- Six Sweetgreen Philadelphia locations will start accepting cash payments on July 1 after two-plus years of not doing so following a February ban on cashless stores by Philadelphia City Council. Additionally, the 94-unit chain will accept cash systemwide by the end of the year, according to Bloomberg.
- Co-founder and chief concept officer Nicolas Jammet said the company is evolving from where it was three years ago and is currently testing equipment and processes to make the necessary changes to accept cash.
- The company anticipates 5% of its customers will use cash.

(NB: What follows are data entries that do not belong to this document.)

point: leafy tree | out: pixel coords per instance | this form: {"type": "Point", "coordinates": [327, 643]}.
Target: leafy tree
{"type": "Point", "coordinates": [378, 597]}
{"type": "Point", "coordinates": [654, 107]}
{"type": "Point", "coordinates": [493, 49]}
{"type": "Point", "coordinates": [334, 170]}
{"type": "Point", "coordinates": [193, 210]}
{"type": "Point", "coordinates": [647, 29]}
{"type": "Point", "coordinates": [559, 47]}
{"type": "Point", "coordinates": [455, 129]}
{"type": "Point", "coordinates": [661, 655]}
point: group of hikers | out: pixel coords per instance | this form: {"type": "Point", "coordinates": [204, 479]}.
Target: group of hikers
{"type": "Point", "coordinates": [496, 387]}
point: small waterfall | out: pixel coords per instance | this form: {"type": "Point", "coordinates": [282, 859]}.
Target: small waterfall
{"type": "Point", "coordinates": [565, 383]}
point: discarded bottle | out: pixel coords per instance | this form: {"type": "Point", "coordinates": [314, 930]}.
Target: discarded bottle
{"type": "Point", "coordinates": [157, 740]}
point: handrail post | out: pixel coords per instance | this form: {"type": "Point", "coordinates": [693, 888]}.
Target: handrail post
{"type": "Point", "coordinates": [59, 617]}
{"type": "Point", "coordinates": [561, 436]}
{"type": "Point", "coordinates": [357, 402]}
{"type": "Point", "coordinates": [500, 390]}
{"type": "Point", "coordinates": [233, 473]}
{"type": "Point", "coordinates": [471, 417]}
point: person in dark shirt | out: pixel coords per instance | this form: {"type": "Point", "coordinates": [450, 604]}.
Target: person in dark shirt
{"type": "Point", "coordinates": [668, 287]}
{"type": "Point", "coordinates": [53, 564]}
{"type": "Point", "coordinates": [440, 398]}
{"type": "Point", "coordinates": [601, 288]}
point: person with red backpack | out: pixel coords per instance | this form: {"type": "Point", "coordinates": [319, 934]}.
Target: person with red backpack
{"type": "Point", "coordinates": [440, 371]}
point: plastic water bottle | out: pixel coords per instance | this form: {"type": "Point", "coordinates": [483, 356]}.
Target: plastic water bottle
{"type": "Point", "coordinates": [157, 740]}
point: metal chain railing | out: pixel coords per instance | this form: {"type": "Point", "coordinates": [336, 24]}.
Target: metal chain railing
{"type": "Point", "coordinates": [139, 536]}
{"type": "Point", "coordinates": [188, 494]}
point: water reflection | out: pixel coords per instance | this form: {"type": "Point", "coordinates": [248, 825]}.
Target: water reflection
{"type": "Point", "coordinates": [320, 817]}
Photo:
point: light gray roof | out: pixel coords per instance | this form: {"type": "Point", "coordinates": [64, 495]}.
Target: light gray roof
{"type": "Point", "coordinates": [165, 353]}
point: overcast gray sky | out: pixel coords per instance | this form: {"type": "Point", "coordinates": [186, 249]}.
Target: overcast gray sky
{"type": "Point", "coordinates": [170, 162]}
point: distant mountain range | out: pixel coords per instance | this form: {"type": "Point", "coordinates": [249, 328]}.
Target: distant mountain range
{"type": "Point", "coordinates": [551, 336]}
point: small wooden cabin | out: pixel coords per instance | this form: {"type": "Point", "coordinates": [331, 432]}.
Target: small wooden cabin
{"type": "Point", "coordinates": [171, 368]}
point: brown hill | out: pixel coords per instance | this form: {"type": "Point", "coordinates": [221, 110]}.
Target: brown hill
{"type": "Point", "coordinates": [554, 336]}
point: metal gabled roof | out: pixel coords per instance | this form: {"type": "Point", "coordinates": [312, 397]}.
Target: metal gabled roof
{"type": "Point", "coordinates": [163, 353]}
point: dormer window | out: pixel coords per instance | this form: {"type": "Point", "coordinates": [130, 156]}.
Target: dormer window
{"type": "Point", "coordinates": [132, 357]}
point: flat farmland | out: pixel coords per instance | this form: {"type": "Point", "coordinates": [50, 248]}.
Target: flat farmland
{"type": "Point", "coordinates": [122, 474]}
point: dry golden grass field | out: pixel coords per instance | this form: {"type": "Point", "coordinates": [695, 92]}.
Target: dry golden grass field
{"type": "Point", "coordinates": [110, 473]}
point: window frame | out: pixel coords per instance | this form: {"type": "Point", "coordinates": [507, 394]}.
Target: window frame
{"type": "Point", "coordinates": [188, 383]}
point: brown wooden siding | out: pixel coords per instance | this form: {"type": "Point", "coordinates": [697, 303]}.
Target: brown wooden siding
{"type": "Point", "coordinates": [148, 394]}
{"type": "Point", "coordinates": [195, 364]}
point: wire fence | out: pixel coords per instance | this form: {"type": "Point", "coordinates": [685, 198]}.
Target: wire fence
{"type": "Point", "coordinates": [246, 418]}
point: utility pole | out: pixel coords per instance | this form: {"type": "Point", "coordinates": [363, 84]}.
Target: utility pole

Philadelphia City Council's ban on cashless stores became the first among U.S. cities, followed by New York City and San Francisco. If these moves prove anything, it's that the cashless trend — forged by concepts like Amazon Go, Sweetgreen, Chopt and Dig Inn — might be coming to an end.
When Sweetgreen initially made this move, co-CEO Jonathan Neman said its intentions were to provide more safety for its employees and more speed for its customers, many of whom are younger and digital natives who don't really use cash. A swift outcry ensued — and perhaps for good reason. According to the Federal Deposit Insurance Corporation, about 6% to 7% of Americans don't have a bank account.
This number is significantly higher for underrepresented demographics. A recent survey by the Pew Research Center found that 34% of blacks, 17% of Hispanics, and 29% of people with salaries under $30,000 use cash for most, if not all, of their purchases. This is why Philadelphia councilman Bill Greenlee fought for that city's legislation, calling the idea of going cashless elitist.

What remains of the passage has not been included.